Comment

Why I don’t welcome low-traffic neighbourhoods

Entrance to York Road in the Bowes Park low-traffic neighbourhood
Entrance to York Road in the Bowes Park low-traffic neighbourhood

Bowes Park resident John Machin questions whether Enfield Council is willing to listen to local voices

It’s true, as Adrian Day wrote in the Dispatch last year, that if we are to address climate change, pollution and ill health, there needs to be changes in our behaviour.

He said we must reduce our dependence on cars, but only 29% of Londoners get to work by car, compared to 67% in England. Car use in London peaked at 50% of all journeys in 1990, and has been falling ever since, replaced by public transport, walking and cycling. Londoners ‘get it’.

But is it enough? The low-traffic neighbourhood (LTN) in Bowes ward, where I live, has put residents behind a bottleneck of road blocks that opens only on to the North Circular. While I personally oppose this scheme, the wider argument still depends on whether the LTN actually works, and for whom does it work? The more I look into it, the more sceptical I become.

The most important claim in favour of LTNs is that they reduce air pollution. Within the LTN, I’m sure they do. But where does the traffic go? Who pays for the lower air pollution enjoyed by residents within the LTN?

Supporters of LTNs point to studies purportedly showing how traffic ‘evaporates’ by reducing short, unnecessary journeys. The trouble is, LTN closures need only add a few minutes to each longer, necessary journey to outweigh the pollution reductions resulting from the shorter ‘evaporated’ ones – and the delays now in the Bowes area are way above a few minutes.

So, families living on main roads are the ones who pay.

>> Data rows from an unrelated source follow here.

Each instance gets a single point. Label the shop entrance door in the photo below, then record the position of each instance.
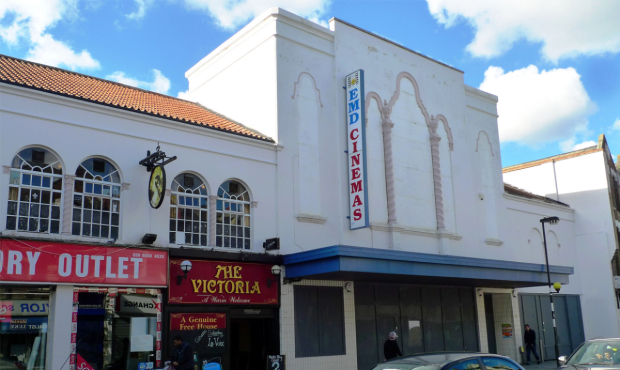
(252, 339)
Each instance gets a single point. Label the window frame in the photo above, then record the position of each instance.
(298, 343)
(220, 205)
(83, 193)
(52, 175)
(175, 196)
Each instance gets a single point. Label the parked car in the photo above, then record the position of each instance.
(450, 361)
(598, 353)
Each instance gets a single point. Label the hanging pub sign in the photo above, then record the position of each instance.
(154, 164)
(205, 332)
(223, 283)
(356, 138)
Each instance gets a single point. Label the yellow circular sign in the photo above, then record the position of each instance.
(157, 186)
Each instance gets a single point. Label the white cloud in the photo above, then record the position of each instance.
(230, 14)
(160, 83)
(564, 27)
(29, 21)
(539, 107)
(141, 11)
(585, 144)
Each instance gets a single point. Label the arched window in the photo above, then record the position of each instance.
(35, 192)
(96, 199)
(233, 216)
(189, 213)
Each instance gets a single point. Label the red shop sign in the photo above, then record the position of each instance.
(227, 283)
(81, 264)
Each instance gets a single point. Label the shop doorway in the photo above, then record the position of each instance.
(252, 340)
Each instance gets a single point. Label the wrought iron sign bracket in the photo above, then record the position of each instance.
(156, 159)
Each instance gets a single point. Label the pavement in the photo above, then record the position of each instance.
(547, 365)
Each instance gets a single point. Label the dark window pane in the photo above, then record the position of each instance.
(45, 211)
(10, 223)
(23, 209)
(36, 180)
(79, 186)
(24, 195)
(46, 197)
(114, 233)
(57, 183)
(34, 210)
(43, 225)
(12, 208)
(95, 230)
(56, 213)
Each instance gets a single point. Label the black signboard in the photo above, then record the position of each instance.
(204, 332)
(276, 362)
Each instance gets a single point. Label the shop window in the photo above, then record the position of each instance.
(96, 200)
(189, 211)
(23, 327)
(35, 192)
(319, 321)
(233, 216)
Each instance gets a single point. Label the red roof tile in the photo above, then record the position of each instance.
(75, 85)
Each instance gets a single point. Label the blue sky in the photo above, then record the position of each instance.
(555, 65)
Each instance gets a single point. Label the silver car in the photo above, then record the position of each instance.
(450, 361)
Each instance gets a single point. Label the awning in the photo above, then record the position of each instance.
(342, 262)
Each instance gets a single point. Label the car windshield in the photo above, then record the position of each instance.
(404, 366)
(602, 352)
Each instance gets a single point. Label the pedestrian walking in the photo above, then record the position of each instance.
(183, 358)
(530, 344)
(390, 348)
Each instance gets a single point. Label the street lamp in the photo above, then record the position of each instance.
(552, 221)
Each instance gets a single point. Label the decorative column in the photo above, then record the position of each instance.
(437, 174)
(389, 169)
(67, 208)
(212, 219)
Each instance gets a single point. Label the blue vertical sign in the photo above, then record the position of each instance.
(356, 138)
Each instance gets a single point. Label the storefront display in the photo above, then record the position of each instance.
(226, 311)
(23, 326)
(116, 328)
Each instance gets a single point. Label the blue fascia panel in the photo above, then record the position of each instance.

Their children have lungs, too. If behaviour change is needed in London then, in a democracy, it’s of paramount importance that local politicians take their residents with them on the journey from now into the near future. Yet, they are behaving in the most counterproductive way.

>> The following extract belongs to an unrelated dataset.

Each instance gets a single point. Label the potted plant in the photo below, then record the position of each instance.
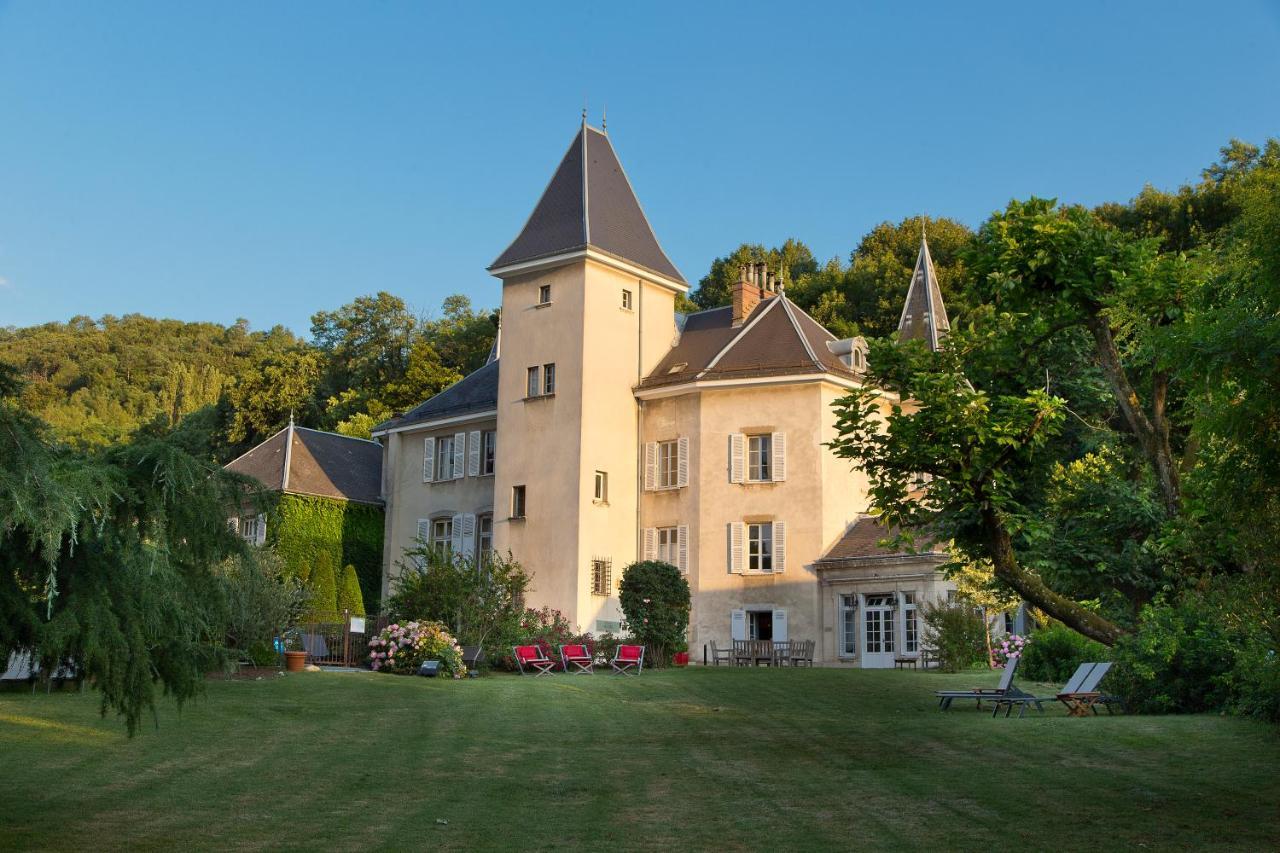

Enfield Council’s leader, Nesil Caliskan, described LTN protestors as “thug like” on Twitter. The deputy leader, Ian Barnes, insists LTNs were in Labour’s 2018 local manifesto, but they weren’t: ‘Quieter Neighbourhoods’ were, and there’s a big difference. Mayor of London Sadiq Khan even turned his back on us when he came to Bounds Green during the mayoral election campaign.

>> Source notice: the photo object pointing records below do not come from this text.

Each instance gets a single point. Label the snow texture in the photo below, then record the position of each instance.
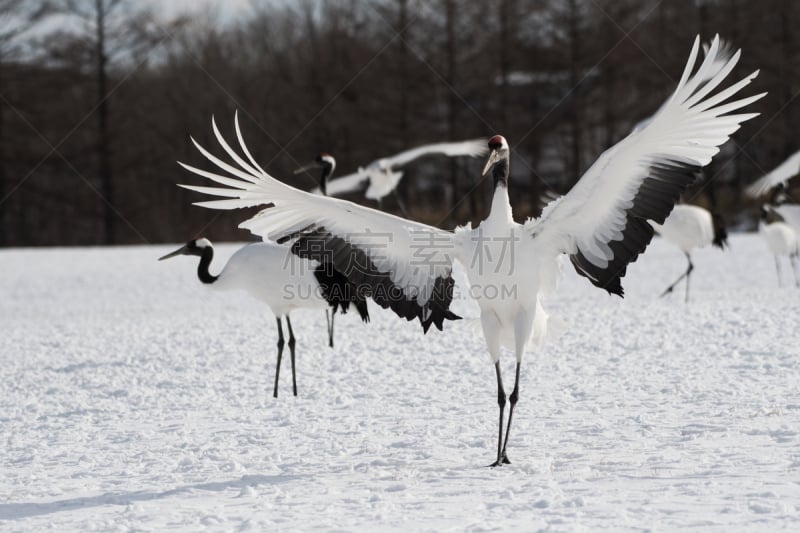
(133, 398)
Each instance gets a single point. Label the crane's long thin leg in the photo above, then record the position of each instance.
(688, 276)
(333, 315)
(280, 355)
(329, 321)
(513, 399)
(291, 353)
(685, 274)
(400, 203)
(501, 402)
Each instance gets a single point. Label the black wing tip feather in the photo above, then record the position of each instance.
(667, 178)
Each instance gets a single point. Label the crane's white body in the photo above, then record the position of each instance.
(687, 227)
(781, 238)
(272, 274)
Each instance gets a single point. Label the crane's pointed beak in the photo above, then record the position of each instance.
(179, 251)
(309, 166)
(493, 157)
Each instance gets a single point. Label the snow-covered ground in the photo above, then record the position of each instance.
(133, 398)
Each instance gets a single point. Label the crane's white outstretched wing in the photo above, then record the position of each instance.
(790, 214)
(781, 174)
(400, 264)
(349, 183)
(724, 54)
(472, 148)
(602, 222)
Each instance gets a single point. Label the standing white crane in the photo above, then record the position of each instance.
(381, 176)
(689, 227)
(781, 239)
(272, 274)
(602, 223)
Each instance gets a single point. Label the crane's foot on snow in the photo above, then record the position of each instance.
(502, 461)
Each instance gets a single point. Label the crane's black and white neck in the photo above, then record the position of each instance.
(498, 161)
(272, 274)
(203, 249)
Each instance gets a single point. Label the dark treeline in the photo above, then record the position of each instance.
(98, 99)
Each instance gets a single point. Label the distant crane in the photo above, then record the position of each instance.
(602, 223)
(782, 240)
(776, 178)
(689, 227)
(327, 164)
(381, 177)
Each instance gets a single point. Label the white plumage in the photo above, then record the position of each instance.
(601, 223)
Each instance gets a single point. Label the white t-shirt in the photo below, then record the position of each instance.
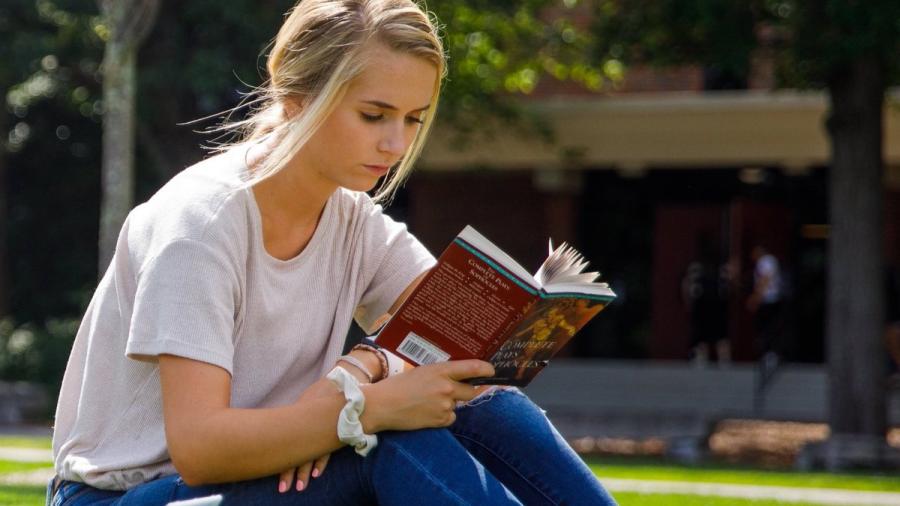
(191, 277)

Ian Barnes also claims the Bowes Park LTN was campaigned for by residents. The basis for this claim is a 2018 petition to parliament by Bambos Charalambous MP for an LTN trial, which was supported by 377 residents, plus a 2019 ‘perception survey’ that attracted just 263 responses.

In August 2020, when the LTN was rushed in, some residents (including myself) formed a protest group. We got 1,600 signatures on a petition against the LTN. None of this appears to matter to Enfield Council; it’s clear they intend to press ahead regardless.

Some LTN supporters talk of a ‘controversy/construction/acceptance curve’. You might say that governments, both national and local, routinely implement policies that half the electorate disagrees with. Yes, but the democracy mechanism usually clunks around first. It’s imperfect, but it’s our system. It means that when we don’t get our way, we don’t feel cheated.

This time, the usual prior consultation procedures were circumvented because of the emergency Covid-19 legislation the government brought in. No clunk. The consultation now running concurrently with the LTN trial doesn’t even pretend to offer a ‘no thanks’ option, only allowing suggestions for ‘improvements’. Moreover, a compromise option – the use of ANPR (automatic number plate recognition) cameras to allow local drivers to pass through filters – has been scotched by Cllr Barnes.

To those who believe in LTNs, I say this: as democrats, you should be as dismayed as I am that the council is pushing them through in this way. Without legitimacy, opposition is likely to grow. Do you think the climate emergency is best tackled by force or persuasion?

To put it another way, are you willing to take the risk that the council’s tactics might torpedo the wider effort?